Alors que le festival Esprit jazz fête ses dix ans, le concert de vendredi soir trouvait une résonnance bien particulière : le trio du batteur André Ceccarelli y rendait en effet hommage à Claude Nougaro, qui avait accepté il y a une décennie d’être le parrain de la première édition. Une forme de retour aux sources en somme, dans le cadre à la fois luxueux et insolite d’un salon de réception de l’hôtel Lutetia, qui fait désormais partie de ces lieux rares que le festival investit chaque année. Et aussi l’occasion de redécouvrir sur scène le répertoire de l’album « Le coq et la pendule », sorti chez Plus Loin Music à la rentrée 2009.
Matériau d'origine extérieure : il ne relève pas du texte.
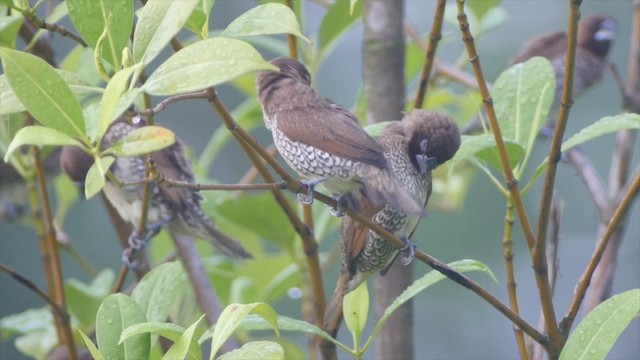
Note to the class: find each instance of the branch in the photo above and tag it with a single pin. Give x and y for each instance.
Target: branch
(585, 279)
(434, 38)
Sur le papier, l’idée de transposer à un format instrumental l’univers du grand parolier qu’était Claude Nougaro peut paraître pour le moins risquée. « Dédé » Ceccarrelli et ses talentueux acolytes (Pierre-Alain Goualch au piano, Diego Imbert à la contrebasse) relèvent pourtant le défi avec brio, grâce à des arrangements bien troussés faisant la part belle aux mélodies et à une dynamique de groupe alliant la finesse à l’énergie. En dépit d’une sonorisation un peu excessive – du moins depuis le troisième rang où j’étais installé – on ne perd pas une miette de leurs échanges.
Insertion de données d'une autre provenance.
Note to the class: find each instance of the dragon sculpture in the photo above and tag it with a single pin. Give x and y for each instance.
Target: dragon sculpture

Et puis, il y a David Linx, invité sur plusieurs titres, dont une version anglaise (!) d’Eau douce. Avec lui, on entre dans une nouvelle dimension : une silhouette dégingandée qui gesticule au gré de ses embardées vocales, des scats décoiffants à n’en plus finir, une énergie et une présence de tous les instants. Il n’en faut pas plus pour embraser le public du très chic sixième arrondissement. Cerise sur le gâteau : le concert s’achève par trois « bonus tracks » absents de l’album : Autour de minuit alias ‘Round Midnight, Les mots, que Linx prit à son répertoire à la demande de Nougaro lui-même, et enfin l’incontournable Rimes (adaptation d’Il Camino d’Aldo Romano), pris à un tempo endiablé, dans un esprit très différent de l’original. Une relecture étonnante d’un thème pourtant familier, comme on le ferait d’un bon standard.